Scrive Filippo Boreali: “Erano definite come “laverie terre”, avevano necessità di grandi quantità d'acqua e la loro costruzione in prossimità del mare ne consentiva il prelievo senza limitazioni, pompandola in grandi bacini costruiti a un'altezza superiore alla laveria in maniera che l'acqua, per caduta, alimentasse l'impianto. Solo la laveria di Ginevro non usava l'acqua ed era definita “laveria a secco”, questo perché la magnetite compatta non aveva bisogno del primo trattamento di lavaggio. Necessitava comunque, anche se in misura minore, d'acqua dolce proveniente dalle gallerie per l'abbattimento delle polveri”.
Il minerale passava da varie fasi, ognuna su un piano. Veniva caricato nella parte alta, dove si trovava una griglia, talvolta realizzata con incroci di vecchie rotaie, con aperture di circa 60 centimetri l'una, in modo da far passare dei pezzi non troppo capienti di minerale. Quelli troppo grossi venivano spezzati a colpi di mazza. Nel locale sottostante il minerale passava da un primo frantoio, che lo riduceva a pezzi di 20-30 centimetri. La discesa seguente prevedeva il passaggio da vagli a scossa, dove il minerale veniva scosso a colpi di paraurti, setacci e crivelli, che si muovevano con andamento alternato. A questo punto il minerale era ridotto a pezzi di appena 3-5 centimetri. Le scosse permettevano di separare i grani grossi dai piccoli, in quanto i primi si depositavano in basso. Il tavolo di sfangamento permetteva il lavaggio con acqua marina del minerale. I pezzi più minuti passavano infine tra i tamburi di separazione elettromagnetica, che li ripulivano più accuratamente dalle ganghe. Al piano basso c'erano i silos che raccoglievano il minerale ben vagliato, diviso in grana (a piccoli pezzi) e fine (quello più sabbioso), pronto per essere trasportato, con camion o tramite nastro trasportatore, all'imbarco.

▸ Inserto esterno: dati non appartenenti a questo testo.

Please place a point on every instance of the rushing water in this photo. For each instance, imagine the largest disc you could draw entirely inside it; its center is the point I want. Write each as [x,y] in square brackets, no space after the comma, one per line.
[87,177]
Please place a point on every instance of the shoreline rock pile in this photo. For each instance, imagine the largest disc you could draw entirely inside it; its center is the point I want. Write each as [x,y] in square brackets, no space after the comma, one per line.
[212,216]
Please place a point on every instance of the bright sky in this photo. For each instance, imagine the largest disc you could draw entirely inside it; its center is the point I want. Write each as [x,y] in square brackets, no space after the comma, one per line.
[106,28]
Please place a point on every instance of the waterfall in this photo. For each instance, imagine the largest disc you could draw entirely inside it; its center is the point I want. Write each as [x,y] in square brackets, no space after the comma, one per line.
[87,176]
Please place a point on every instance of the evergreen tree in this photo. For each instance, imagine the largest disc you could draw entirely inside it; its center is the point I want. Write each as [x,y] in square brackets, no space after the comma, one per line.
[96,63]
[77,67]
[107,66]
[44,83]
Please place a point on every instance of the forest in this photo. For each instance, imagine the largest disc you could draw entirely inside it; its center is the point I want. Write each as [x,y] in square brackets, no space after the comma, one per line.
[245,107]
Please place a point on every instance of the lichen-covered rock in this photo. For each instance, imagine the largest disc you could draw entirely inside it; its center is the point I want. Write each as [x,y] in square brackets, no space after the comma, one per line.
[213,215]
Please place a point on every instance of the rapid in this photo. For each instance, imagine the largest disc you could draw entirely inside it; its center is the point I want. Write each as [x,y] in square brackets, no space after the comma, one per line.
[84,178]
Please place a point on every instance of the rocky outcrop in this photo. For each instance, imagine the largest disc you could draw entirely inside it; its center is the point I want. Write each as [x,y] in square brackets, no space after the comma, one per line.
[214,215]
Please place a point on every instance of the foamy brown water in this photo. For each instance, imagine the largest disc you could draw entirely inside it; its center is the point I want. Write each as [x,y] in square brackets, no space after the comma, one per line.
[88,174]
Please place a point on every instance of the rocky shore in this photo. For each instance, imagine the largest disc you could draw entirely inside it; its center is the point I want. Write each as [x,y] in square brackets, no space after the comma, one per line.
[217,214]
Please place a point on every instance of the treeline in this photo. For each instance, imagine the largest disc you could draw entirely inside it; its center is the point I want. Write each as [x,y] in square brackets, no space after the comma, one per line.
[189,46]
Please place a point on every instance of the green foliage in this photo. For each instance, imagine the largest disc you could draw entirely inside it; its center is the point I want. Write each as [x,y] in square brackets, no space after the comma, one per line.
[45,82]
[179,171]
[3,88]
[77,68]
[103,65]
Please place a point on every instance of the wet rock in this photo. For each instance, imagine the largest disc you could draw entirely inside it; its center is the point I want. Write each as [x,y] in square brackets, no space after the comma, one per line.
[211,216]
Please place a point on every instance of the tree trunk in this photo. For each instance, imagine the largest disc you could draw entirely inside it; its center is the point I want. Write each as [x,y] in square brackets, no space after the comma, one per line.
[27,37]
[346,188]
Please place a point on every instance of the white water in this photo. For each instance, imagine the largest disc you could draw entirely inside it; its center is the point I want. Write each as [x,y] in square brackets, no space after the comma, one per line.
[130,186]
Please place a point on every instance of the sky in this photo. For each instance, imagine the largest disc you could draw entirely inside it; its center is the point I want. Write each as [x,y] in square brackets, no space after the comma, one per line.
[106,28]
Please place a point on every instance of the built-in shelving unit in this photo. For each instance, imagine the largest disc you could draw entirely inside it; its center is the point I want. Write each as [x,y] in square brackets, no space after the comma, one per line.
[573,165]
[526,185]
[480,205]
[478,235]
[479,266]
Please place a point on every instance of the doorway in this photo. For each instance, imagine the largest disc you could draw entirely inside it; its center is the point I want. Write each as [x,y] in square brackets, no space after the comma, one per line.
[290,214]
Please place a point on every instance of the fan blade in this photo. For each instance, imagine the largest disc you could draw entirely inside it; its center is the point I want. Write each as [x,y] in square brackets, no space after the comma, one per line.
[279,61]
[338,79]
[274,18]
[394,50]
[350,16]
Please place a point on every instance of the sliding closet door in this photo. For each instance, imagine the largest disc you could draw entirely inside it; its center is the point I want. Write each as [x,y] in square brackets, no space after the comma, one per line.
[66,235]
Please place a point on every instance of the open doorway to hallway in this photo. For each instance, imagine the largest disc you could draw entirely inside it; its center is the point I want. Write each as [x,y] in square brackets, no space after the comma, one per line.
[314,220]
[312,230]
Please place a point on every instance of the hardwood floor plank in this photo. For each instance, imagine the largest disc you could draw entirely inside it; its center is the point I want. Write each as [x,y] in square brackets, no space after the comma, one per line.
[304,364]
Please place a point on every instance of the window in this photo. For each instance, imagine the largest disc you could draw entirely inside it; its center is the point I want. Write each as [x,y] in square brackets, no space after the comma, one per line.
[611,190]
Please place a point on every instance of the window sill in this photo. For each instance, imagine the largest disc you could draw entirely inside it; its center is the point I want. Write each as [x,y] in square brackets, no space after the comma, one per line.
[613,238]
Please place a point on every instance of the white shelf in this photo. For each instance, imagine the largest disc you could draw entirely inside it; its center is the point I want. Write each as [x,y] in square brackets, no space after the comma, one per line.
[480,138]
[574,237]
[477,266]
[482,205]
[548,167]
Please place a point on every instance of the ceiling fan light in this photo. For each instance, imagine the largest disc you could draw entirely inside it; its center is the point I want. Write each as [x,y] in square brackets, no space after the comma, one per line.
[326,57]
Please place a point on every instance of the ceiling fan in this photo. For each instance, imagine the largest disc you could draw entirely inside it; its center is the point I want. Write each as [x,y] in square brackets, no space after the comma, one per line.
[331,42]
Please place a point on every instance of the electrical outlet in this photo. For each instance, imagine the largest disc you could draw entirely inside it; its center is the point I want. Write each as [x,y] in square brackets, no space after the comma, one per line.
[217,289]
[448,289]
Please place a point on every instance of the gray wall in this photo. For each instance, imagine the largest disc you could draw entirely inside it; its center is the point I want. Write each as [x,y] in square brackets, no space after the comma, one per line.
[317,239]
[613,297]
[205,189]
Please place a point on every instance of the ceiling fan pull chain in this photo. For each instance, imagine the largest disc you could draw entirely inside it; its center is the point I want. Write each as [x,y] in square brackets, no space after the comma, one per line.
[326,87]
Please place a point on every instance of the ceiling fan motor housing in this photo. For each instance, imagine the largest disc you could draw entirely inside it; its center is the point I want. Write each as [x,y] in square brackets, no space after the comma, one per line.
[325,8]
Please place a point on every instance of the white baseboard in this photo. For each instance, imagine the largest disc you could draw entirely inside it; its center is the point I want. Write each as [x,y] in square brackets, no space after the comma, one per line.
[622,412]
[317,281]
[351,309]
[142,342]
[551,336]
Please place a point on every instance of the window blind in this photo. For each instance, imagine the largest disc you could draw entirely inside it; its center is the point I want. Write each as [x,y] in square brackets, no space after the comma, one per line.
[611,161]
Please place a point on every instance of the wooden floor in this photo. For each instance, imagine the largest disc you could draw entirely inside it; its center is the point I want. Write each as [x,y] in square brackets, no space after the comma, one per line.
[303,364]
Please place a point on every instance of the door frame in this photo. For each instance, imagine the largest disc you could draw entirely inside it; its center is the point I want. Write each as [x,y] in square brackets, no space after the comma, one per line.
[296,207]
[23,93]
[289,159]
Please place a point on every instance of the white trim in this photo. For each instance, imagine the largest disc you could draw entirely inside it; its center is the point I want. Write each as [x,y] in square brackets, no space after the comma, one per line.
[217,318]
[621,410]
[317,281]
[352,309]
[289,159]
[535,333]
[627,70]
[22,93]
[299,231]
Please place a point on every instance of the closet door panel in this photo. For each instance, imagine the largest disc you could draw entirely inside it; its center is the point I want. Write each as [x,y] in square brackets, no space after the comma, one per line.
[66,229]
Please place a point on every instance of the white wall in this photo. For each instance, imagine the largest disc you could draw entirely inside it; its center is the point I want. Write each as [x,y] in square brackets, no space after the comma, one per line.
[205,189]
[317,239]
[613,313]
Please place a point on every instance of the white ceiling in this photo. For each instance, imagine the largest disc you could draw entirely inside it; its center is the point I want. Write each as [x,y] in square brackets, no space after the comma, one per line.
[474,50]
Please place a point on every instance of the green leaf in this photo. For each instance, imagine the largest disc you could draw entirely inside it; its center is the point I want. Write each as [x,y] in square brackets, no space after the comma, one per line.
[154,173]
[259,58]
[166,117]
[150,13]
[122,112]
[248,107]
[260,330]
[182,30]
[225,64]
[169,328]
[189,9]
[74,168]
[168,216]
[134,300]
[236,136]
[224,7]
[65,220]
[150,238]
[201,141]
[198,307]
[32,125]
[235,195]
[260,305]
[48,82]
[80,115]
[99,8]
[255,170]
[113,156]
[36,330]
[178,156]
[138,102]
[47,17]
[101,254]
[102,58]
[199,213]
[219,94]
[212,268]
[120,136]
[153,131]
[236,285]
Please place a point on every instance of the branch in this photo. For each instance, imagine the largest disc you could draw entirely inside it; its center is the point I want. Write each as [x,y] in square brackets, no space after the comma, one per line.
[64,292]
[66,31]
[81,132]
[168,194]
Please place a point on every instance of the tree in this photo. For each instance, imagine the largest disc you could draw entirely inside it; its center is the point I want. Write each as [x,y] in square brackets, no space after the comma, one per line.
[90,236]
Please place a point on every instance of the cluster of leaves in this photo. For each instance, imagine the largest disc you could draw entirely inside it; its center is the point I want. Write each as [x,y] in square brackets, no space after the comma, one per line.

Aggiunge ancora Boreali: “A dirigere i lavori di questi impianti importanti e anche complessi vi era un capo servizio e un capo turno. Il lavoro richiedeva tanta fatica per gli addetti alla griglia, come per quelli dei silos, che dovevano spesso provvedere a sbloccarli, quando il minerale faceva “capanna” e non riusciva a scorrere verso la bocchetta di scarico. Per sboccarli si usava una lunga asta di ferro che, manovrata con forza “pinzando” alcuni punti della massa di minerale, consentiva la ripresa del contatto con la bocchetta di scarico. Molti incidenti, anche mortali, sono avvenuti nei silos”.
Per quanto riguarda la puletta, la polvere ferrifera, troppo fine per assicurare facili trasporti, e in parte per un minerale friabile come l'ematite, nel dopoguerra furono realizzati nelle miniere anche i forni di pellettizzazione. La puletta e l'ematite a scaglie, dopo essere passate dalla laveria e la separatrice magnetica, venivano destinate a questo particolare forno. L'alta temperatura a cui venivano sottoposte permetteva la compressione delle minuscole scaglie in sfere di qualche decina di millimetri. Una volta caricate sulle navi erano subito pronte per l'altoforno. Nel dopoguerra furono costruiti due di questi forni: uno a Rio Albano, dalla potenzialità di 4 tonnellate l'ora; l'altro a Calamita, al Vallone basso, vicino al pontile di caricamento, demolito pochi anni fa, in quanto ormai ridotto in rudere.